Our model has strong capabilities in capturing abnormal features, effectively mitigating the adverse effects caused by data bias, and demonstrates significant potential to enhance the quality and accuracy of automatically generated radiology reports.

查看原文本刊更多论文

用于自动生成放射学报告的标签知识引导转换器

背景与目的自动生成放射学报告任务是计算机科学与医学交叉领域的一个重点研究领域，旨在使计算机能够根据放射学图像生成相应的报告。这一领域目前面临着严重的数据偏差问题，导致报告中描述疾病的词语被描述正常区域的词语所掩盖。方法针对这一问题，我们提出了标签知识引导下生成放射学报告的变压器模型。具体来说，我们的模型包含了一个多特征提取模块和一个双分支协作关注模块。多特征提取模块利用医学知识图和特征聚类算法，从标签信息的预测和编码两方面优化标签特征提取过程，是第一个专门为减少冗余标签特征而设计的模块。双分支协同注意模块采用两种并行的注意机制，同时计算视觉特征和标签特征，防止标签特征直接集成到视觉特征中，从而有效平衡模型对标签特征和视觉特征的注意。结果使用IU X-Ray和MIMIC-CXR数据集在6个自然语言生成评价指标下进行了实验测试，并对结果进行了分析。实验结果表明，我们的模型达到了最先进的SOTA性能。与基线模型相比，标签知识引导的变压器在IU X-Ray数据集上平均提高23.3%，在MIMIC-CXR数据集上平均提高20.7%。结论该模型具有较强的异常特征捕获能力，可有效减轻数据偏倚带来的不良影响，在提高自动生成放射学报告的质量和准确性方面具有较大的潜力。

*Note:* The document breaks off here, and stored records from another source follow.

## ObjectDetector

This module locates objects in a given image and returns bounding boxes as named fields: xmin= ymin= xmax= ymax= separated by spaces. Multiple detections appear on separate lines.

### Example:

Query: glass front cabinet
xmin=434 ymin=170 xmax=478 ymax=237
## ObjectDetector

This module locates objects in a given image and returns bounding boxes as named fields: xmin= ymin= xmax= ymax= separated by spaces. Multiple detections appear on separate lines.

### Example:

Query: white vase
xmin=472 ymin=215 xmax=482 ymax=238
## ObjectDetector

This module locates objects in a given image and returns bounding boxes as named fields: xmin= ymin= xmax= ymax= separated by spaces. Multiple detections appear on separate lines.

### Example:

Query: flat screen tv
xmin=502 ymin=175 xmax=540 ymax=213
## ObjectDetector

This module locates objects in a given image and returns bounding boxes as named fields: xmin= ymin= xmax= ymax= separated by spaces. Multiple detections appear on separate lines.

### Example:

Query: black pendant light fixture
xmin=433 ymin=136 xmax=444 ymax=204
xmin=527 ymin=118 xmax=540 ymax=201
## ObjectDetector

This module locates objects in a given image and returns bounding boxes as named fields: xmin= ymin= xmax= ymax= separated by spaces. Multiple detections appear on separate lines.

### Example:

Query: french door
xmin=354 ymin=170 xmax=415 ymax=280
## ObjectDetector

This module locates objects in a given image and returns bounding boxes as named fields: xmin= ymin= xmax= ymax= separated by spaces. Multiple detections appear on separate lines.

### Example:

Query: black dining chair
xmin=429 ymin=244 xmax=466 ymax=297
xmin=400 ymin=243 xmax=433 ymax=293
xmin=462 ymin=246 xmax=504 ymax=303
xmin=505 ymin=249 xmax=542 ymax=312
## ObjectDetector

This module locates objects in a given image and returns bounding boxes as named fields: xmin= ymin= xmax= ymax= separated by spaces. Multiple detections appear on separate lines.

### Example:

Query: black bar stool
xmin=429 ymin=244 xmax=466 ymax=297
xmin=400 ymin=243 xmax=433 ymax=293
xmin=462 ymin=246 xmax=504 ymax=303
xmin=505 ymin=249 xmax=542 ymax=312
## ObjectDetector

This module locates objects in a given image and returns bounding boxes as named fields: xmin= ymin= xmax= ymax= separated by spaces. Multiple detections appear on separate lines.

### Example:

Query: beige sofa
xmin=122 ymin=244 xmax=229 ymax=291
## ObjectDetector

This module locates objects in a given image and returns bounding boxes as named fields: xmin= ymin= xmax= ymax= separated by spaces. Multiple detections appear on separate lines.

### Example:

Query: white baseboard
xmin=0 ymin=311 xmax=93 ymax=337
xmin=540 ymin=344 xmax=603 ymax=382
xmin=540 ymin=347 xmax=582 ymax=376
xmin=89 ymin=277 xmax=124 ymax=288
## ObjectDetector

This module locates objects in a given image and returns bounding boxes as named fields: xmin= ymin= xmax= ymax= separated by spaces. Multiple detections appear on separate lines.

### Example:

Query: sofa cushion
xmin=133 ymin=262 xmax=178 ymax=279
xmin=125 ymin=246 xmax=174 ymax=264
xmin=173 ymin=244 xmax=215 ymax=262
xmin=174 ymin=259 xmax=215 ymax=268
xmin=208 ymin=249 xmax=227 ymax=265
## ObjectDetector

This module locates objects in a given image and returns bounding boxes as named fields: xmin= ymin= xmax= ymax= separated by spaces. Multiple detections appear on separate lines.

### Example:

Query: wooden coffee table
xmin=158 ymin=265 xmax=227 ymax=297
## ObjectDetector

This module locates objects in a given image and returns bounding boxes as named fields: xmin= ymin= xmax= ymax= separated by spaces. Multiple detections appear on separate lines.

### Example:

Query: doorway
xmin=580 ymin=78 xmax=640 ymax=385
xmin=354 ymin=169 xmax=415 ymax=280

本文章由计算机程序翻译，如有差异，请以英文原文为准。

求助全文

约1分钟内获得全文求助全文

来源期刊

Computer methods and programs in biomedicine 工程技术-工程：生物医学

CiteScore

12.30

自引率

6.60%

发文量

601

审稿时长

135 days

期刊介绍： To encourage the development of formal computing methods, and their application in biomedical research and medical practice, by illustration of fundamental principles in biomedical informatics research; to stimulate basic research into application software design; to report the state of research of biomedical information processing projects; to report new computer methodologies applied in biomedical areas; the eventual distribution of demonstrable software to avoid duplication of effort; to provide a forum for discussion and improvement of existing software; to optimize contact between national organizations and regional user groups by promoting an international exchange of information on formal methods, standards and software in biomedicine. Computer Methods and Programs in Biomedicine covers computing methodology and software systems derived from computing science for implementation in all aspects of biomedical research and medical practice. It is designed to serve: biochemists; biologists; geneticists; immunologists; neuroscientists; pharmacologists; toxicologists; clinicians; epidemiologists; psychiatrists; psychologists; cardiologists; chemists; (radio)physicists; computer scientists; programmers and systems analysts; biomedical, clinical, electrical and other engineers; teachers of medical informatics and users of educational software.